Baeza uses lofty language – he has a penchant for ancient Greek and Latin terms – to explain his beliefs. His name for architecture that values the historical but avoids mimicking it literally is Mnemosyne (the personification of memory in ancient Greek mythology and the mother, by Zeus, of the nine Muses). And he describes architecture that directly imitates past buildings as mimesis (the ancient Greek word for imitation). In a recent article entitled Mnemosyne vs Mimesis: On Memory, Baeza quotes from architecture professor Reinhold Martin’s book, Utopia’s Ghost, which champions postmodernist thought and the acknowledgment of architecture from the past.
In fact, it turns out that Baeza’s Zamora project – modernist inspirations aside – embraces history and local context, too, albeit in a very abstract way. “The perimeter walls are made from the same stone [sandstone] as the cathedral,” he explains. “Zamora is traditional but, from the outside, I think our building looks like a medieval wall.” The jagged, idiosyncratic outline of the 12,100sq m site is determined by the shape of its former occupant: a convent’s kitchen garden. He refers to the site as a hortus conclusus, Latin for enclosed garden – although it is not much of a garden in any other sense, since nature is kept truly at bay with its stone paving and scarcity of trees.
Given the project’s radically modern aesthetic, was it difficult to get planning permission? “It was the result of us winning an open competition in 2007, and so we didn’t face any difficulties getting our design approved,” says Baeza. “And our client gave us enormous freedom. The building has been well received by the city’s population.”
For all its historical allusions, the project fuses the past and future, he continues: “The glass box represents the future.
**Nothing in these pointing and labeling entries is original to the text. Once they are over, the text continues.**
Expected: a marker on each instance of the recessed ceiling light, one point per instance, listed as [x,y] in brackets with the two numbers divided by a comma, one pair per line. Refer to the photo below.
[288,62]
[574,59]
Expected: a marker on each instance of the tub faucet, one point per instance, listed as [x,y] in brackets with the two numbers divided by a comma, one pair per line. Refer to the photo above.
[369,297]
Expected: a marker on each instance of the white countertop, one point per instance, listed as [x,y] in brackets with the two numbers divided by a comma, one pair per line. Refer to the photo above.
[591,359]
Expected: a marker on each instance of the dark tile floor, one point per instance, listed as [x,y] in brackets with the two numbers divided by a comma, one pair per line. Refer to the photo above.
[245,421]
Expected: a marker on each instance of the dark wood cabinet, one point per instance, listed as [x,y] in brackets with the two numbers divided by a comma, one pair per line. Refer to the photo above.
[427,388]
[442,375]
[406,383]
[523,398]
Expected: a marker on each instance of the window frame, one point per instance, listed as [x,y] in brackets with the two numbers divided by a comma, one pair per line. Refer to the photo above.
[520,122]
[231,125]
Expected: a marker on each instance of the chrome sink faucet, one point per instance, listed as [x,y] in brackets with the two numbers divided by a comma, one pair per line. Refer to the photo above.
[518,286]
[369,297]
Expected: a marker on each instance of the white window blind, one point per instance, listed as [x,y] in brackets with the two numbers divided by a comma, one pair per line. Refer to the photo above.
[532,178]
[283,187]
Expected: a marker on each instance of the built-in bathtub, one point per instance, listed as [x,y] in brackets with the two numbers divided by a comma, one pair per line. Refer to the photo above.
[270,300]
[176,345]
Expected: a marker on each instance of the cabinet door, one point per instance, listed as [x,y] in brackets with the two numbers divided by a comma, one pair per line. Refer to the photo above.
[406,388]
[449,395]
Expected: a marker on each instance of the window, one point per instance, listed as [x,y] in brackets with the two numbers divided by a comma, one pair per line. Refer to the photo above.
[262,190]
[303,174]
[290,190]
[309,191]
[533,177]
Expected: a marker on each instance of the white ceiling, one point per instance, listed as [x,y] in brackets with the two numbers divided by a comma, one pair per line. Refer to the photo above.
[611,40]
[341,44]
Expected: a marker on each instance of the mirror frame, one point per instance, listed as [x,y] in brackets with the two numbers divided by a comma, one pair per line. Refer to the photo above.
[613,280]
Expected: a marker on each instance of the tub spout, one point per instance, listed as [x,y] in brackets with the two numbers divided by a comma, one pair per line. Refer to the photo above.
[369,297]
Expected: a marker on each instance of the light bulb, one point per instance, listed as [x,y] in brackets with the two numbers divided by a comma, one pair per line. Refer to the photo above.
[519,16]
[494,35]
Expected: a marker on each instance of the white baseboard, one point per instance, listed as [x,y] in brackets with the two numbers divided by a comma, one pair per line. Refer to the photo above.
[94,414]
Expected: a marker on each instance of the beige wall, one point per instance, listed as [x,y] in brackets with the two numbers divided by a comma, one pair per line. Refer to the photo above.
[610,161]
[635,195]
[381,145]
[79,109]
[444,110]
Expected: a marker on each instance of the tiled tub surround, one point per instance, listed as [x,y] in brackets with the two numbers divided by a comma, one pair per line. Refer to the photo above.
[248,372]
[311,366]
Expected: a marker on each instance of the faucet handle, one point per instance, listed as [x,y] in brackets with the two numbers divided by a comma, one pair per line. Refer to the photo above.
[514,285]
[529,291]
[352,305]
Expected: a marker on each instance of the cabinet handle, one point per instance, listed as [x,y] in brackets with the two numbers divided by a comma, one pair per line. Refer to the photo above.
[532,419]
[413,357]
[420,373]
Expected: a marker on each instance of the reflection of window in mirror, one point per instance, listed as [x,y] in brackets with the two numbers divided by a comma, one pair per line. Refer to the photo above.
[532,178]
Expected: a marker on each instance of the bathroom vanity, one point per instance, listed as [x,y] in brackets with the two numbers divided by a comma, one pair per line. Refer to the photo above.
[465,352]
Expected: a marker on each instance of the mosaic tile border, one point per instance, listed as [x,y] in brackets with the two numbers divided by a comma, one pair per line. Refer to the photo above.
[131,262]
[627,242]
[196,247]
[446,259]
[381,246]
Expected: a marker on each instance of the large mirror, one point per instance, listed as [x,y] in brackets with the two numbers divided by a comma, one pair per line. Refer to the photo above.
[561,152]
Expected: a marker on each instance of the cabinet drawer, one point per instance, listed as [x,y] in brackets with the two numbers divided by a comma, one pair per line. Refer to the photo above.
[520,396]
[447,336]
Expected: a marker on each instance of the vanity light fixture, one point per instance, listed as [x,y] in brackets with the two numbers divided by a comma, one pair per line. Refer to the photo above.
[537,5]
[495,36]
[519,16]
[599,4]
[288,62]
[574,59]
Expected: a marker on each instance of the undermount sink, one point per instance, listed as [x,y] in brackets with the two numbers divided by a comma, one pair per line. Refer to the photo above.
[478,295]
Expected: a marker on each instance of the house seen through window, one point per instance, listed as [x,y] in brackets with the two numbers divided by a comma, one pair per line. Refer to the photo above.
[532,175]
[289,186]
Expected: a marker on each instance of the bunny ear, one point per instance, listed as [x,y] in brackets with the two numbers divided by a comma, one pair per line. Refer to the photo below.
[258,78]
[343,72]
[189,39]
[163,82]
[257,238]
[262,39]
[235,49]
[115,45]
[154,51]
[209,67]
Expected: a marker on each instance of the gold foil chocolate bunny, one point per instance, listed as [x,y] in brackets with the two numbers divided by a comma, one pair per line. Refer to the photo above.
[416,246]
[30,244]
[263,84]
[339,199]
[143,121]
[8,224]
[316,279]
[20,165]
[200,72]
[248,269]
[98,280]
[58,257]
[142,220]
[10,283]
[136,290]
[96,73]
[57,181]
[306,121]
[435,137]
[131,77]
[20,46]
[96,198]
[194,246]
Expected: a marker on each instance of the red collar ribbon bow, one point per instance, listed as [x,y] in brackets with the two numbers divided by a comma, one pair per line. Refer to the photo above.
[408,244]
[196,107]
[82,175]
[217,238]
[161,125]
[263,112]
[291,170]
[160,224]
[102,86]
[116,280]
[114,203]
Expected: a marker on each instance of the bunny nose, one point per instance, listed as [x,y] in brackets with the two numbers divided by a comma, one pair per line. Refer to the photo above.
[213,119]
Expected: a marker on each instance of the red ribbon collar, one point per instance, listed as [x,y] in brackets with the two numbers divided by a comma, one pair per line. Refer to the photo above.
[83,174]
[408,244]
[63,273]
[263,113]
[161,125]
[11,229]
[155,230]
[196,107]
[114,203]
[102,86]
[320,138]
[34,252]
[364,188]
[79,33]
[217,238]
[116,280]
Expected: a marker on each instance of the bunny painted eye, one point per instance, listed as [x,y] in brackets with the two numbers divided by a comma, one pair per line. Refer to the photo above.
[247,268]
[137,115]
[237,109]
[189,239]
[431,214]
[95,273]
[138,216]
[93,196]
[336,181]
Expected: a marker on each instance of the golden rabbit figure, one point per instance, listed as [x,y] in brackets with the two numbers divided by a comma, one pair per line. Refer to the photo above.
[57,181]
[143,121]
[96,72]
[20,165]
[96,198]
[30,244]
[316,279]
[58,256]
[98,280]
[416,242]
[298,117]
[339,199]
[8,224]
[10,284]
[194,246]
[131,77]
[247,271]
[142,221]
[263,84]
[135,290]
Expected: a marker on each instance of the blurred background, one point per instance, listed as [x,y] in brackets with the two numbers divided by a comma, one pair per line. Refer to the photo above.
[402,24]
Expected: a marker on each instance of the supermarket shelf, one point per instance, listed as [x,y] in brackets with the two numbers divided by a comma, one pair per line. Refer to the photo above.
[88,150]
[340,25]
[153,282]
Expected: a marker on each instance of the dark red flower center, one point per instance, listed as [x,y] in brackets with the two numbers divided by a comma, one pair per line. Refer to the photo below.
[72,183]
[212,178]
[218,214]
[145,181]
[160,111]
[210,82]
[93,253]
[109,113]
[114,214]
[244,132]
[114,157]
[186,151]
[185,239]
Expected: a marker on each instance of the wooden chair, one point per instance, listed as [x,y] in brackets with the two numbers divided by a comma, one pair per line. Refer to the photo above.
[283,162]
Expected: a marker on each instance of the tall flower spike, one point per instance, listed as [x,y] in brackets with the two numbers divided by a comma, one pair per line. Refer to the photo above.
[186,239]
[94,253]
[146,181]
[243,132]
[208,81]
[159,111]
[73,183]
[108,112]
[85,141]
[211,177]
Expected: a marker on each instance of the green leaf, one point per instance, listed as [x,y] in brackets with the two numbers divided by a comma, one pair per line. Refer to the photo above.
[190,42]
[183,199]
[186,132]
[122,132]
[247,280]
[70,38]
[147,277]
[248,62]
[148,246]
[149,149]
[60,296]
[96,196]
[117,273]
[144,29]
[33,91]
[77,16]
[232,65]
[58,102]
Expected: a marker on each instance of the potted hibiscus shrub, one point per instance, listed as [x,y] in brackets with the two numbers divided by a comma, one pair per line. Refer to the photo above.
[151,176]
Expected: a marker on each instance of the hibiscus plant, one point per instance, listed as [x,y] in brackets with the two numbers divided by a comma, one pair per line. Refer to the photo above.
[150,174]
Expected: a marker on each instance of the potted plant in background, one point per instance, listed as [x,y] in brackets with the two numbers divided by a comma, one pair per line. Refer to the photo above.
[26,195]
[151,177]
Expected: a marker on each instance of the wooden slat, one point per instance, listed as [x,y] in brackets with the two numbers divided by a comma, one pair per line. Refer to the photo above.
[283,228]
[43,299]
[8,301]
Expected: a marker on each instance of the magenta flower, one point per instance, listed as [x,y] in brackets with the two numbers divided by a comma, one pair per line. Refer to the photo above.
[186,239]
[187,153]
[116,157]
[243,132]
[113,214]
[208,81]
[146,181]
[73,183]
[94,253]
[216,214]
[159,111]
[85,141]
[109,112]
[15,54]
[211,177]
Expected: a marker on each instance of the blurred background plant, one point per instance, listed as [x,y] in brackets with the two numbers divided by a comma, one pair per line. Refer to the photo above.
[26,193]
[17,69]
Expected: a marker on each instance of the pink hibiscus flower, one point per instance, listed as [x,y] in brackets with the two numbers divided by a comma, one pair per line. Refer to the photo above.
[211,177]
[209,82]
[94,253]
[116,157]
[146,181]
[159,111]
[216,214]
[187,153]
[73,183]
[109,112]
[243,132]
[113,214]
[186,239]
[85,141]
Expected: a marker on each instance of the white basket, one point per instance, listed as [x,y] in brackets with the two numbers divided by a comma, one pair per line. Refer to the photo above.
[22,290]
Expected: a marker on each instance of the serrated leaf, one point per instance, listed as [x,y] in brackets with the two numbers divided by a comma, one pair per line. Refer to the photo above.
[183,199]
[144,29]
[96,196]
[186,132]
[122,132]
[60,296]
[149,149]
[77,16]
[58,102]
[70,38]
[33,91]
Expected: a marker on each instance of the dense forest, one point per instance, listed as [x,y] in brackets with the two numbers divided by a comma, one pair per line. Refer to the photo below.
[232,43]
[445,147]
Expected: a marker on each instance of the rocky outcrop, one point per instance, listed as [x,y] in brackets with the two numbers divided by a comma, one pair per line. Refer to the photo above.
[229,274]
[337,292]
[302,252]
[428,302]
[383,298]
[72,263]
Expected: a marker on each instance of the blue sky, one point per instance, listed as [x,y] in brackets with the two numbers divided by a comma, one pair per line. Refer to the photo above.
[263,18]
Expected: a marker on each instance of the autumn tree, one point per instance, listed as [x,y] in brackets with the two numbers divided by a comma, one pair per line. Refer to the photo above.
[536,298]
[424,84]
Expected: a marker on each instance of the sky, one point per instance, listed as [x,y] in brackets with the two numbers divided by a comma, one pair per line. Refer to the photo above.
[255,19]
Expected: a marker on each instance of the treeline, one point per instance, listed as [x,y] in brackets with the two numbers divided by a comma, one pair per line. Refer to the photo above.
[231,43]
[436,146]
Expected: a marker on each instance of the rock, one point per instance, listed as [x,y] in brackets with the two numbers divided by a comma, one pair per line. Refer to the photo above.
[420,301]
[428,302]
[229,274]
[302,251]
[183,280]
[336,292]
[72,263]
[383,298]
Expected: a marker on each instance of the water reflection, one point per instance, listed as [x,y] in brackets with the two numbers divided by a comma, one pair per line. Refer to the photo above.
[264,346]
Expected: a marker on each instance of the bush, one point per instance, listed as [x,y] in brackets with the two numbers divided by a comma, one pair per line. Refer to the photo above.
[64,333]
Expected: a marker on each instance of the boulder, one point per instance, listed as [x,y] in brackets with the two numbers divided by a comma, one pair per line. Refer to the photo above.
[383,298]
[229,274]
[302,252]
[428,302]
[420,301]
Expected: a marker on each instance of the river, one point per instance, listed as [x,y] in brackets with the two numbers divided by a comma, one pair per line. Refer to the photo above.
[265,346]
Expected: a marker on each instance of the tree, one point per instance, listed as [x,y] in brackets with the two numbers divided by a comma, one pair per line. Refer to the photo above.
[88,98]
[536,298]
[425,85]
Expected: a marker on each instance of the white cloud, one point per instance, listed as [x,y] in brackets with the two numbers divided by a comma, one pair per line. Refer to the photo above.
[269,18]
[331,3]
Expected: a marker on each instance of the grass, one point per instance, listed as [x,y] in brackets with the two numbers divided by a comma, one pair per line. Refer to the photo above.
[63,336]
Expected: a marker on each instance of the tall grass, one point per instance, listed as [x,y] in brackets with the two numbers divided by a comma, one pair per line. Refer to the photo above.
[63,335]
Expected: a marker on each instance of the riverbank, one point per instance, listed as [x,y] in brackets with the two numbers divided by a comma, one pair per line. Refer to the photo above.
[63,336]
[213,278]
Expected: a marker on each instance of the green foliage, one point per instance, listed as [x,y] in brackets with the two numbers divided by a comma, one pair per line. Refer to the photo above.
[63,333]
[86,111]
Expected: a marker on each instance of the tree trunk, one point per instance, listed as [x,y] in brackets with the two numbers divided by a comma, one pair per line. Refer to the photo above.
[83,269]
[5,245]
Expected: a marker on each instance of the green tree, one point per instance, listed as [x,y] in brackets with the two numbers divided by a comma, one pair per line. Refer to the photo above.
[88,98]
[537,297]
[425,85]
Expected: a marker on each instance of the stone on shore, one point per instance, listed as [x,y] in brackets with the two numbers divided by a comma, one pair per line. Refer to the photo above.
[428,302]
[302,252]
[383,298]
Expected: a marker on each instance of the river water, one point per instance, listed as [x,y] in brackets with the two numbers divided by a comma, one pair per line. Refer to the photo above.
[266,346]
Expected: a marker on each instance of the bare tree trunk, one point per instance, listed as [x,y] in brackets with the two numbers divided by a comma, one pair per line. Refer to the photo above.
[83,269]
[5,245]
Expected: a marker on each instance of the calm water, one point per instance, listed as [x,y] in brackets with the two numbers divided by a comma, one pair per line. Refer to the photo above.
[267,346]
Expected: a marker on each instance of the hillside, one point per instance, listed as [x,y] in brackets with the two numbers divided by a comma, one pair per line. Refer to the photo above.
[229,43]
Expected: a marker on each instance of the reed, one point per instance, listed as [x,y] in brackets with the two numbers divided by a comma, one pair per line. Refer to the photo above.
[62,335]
The glass sheets have been used reflect the latest technology; at 600x300x12cm they are the largest size of glass that it’s possible to make today.” By contrast, in a further nod to the past, the project revives an ancient custom of engraving a building’s cornerstone with the date it was laid. The one at this office bears the words “Hic lapis angularis Maio MMXII Posito” (this cornerstone was placed here in May 2012).
The building’s ultra-minimalist, all-white interior is less remarkable than the envelope that surrounds it, although it is pleasant for being light-filled, thanks to a grid of porthole-shaped skylights on the ground floor. Some of the furniture was provided by Spanish firm Sellex, but Baeza says that “because of our economic crisis, we reused furniture from the client’s previous office, only adding new furniture sparingly.”
At present, there’s no staff canteen, but Baeza hopes a “cafeteria” will be installed on the roof: “It would be great if people could enjoy the views from there.” Given the building’s potential for spectacular vistas of Zamora’s Romanesque architecture, this addition would surely further Baeza’s aim of fusing past and present.